Chicago Democratic Rep. Sara Feigenholtz says Department of Children and Family Services Director Marc D. Smith will be questioned Friday in Chicago about the agency’s actions in the case of 5-year-old Andrew “AJ” Freund. He was under the agency’s watch when his badly beaten body was discovered Wednesday in a shallow grave in McHenry County.

His parents have been charged with first-degree murder.

Feigenholtz is on the Appropriations-Human Services Committee, which is scheduled to hear budget requests from several state agencies, including DCFS.

Court documents allege AJ’s parents killed him by beating him and subjecting him to long, cold showers. An autopsy determined the boy died from blunt force trauma to his head and had been struck multiple times.

His plastic-wrapped body was found Wednesday in a shallow grave a few miles from the family’s home in Crystal Lake, about 50 miles northwest of Chicago. Child welfare workers had been called repeatedly to the dilapidated and filthy house that stunk of dog feces.

Details of the gruesome death raised the question: Why did those workers not leave with the boy?

“This agency, there is no direction, no mission and it certainly has not been protecting children,” said Feigenholtz, who chairs the House Adoption and Child Welfare Committee.

The child’s parents, 36-year-old Joann Cunningham and 60-year-old Andrew Freund Sr., appeared in court Thursday on first-degree murder and other charges. A judge ordered both held in jail on $5 million bail.

Prosecutors read charging documents that alleged the boy was killed three days before his parents reported him missing last Thursday. The details fueled concern about how many other children could face the same kind of danger that AJ did in his short life.

“How many AJ’s are out there right now that we don’t know about?” asked Rep.

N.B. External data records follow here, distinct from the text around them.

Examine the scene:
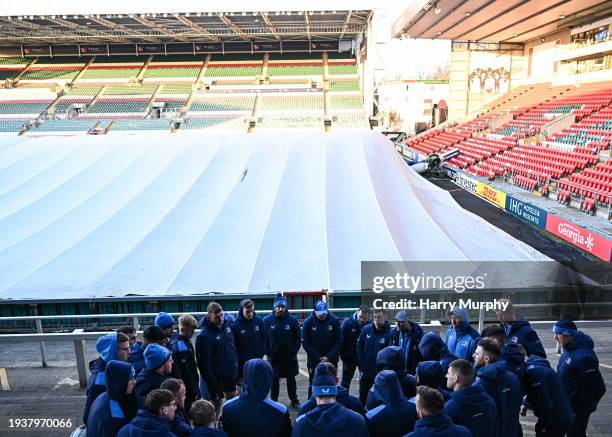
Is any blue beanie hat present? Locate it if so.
[553,320,578,337]
[155,311,174,329]
[272,293,287,308]
[312,363,338,396]
[96,333,117,363]
[144,343,171,370]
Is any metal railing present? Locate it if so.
[0,302,612,387]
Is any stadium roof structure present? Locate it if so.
[391,0,612,43]
[0,129,549,300]
[0,0,372,45]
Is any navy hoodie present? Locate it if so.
[221,359,291,437]
[444,385,499,437]
[291,402,370,437]
[376,346,416,400]
[189,426,228,437]
[264,310,302,378]
[405,414,474,437]
[416,361,450,400]
[445,320,480,362]
[523,355,573,432]
[196,316,238,397]
[557,331,606,414]
[170,331,200,404]
[117,410,176,437]
[298,385,364,416]
[357,321,391,380]
[86,361,136,437]
[419,331,456,375]
[391,322,423,374]
[340,312,372,364]
[83,334,117,425]
[302,311,342,369]
[499,320,546,358]
[128,341,146,374]
[366,370,417,437]
[232,303,266,378]
[499,343,525,384]
[475,362,522,437]
[134,368,169,407]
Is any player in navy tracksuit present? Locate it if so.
[474,338,523,437]
[291,363,370,437]
[83,332,130,425]
[357,310,391,405]
[170,314,200,411]
[302,301,342,398]
[497,299,546,358]
[419,331,456,374]
[189,399,228,437]
[264,294,302,410]
[391,310,423,375]
[366,346,416,402]
[366,370,417,437]
[445,308,480,361]
[340,305,370,389]
[416,361,450,400]
[221,358,291,437]
[128,325,166,375]
[232,299,266,381]
[86,360,136,437]
[196,302,238,411]
[298,363,369,416]
[553,320,606,437]
[444,360,498,437]
[134,343,173,406]
[117,386,176,437]
[404,385,474,437]
[523,355,574,437]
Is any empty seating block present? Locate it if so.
[0,100,52,115]
[112,118,171,131]
[259,94,323,112]
[87,99,149,114]
[81,65,141,80]
[189,94,255,112]
[268,64,323,76]
[204,65,261,77]
[0,119,25,132]
[144,65,202,78]
[181,117,244,129]
[330,95,363,110]
[327,63,357,75]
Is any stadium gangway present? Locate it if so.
[0,302,612,387]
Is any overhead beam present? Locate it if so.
[261,12,280,39]
[172,14,221,41]
[217,12,251,41]
[89,16,162,43]
[130,15,189,42]
[338,10,353,39]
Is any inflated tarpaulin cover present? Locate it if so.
[0,130,547,299]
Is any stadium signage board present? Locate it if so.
[136,44,166,55]
[193,42,223,53]
[253,41,281,52]
[454,172,478,194]
[506,194,548,229]
[546,214,612,262]
[79,44,108,56]
[23,46,51,57]
[476,182,506,209]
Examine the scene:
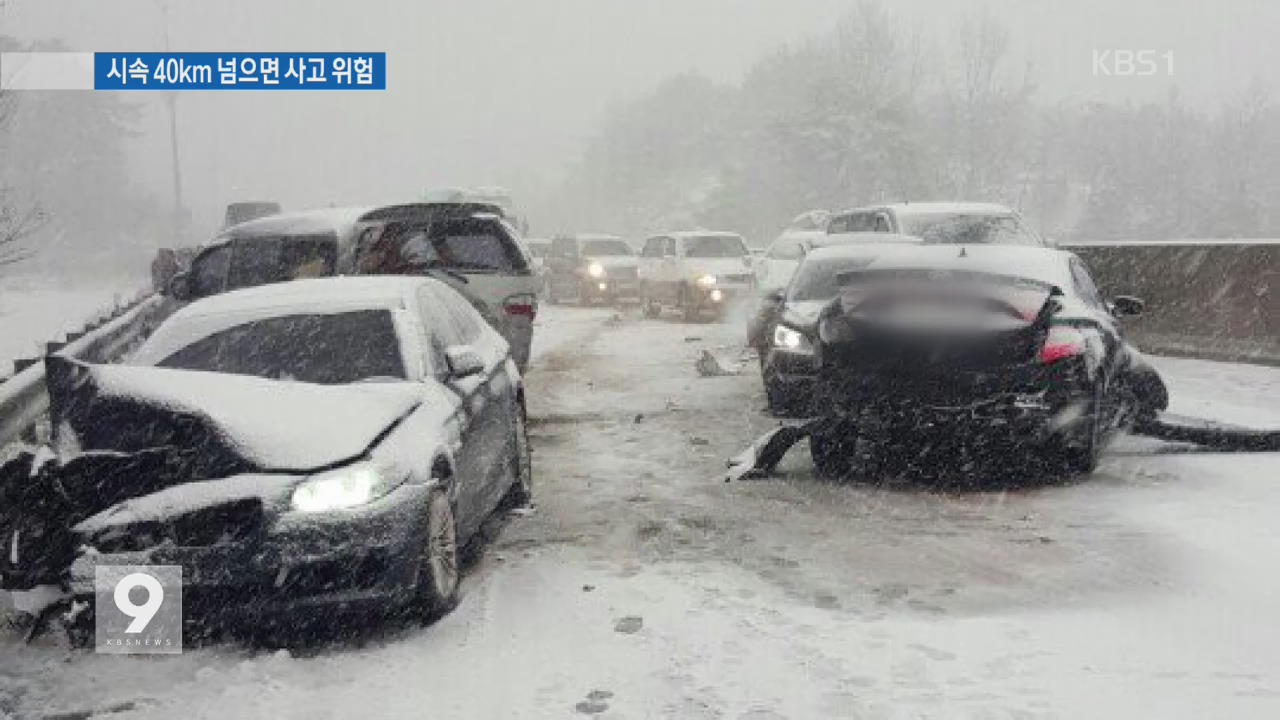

Kelly Cassidy, a Chicago Democrat, a member of the committee Feigenholtz chairs.

Birth tests revealed the boy had opiates in his bloodstream, the first of many troubling signals about danger to AJ and his little brother that should have been red flags for an agency whose job it is to protect children, Feigenholtz said.

“I got the sense from what I read that the cops were essentially begging (DCFS) to take the child,” said Feigenholtz, referring to the media reports that DCFS in 2018 alone visited the house to investigate allegations of neglect and determined those allegations unfounded. “There were so many calls made, so many signs of trouble and still nothing was done.”

She said the agency’s leadership has been a revolving door, with 13 directors since 2003 — many of them interim.

Another concern stems from the tough financial situation the state has found itself in for years.

“We have huge budgetary problems and this is a byproduct of not taking care of the real issues,” said Rep. Blaine Wilhour, a Beecher City Republican. “These are the core services that are being hollowed out (and) the most vulnerable people are the ones that end up getting hurt.”

Then there are questions about whether it is too difficult for child welfare workers to remove children from their homes, and too easy for parents to have their children returned to them.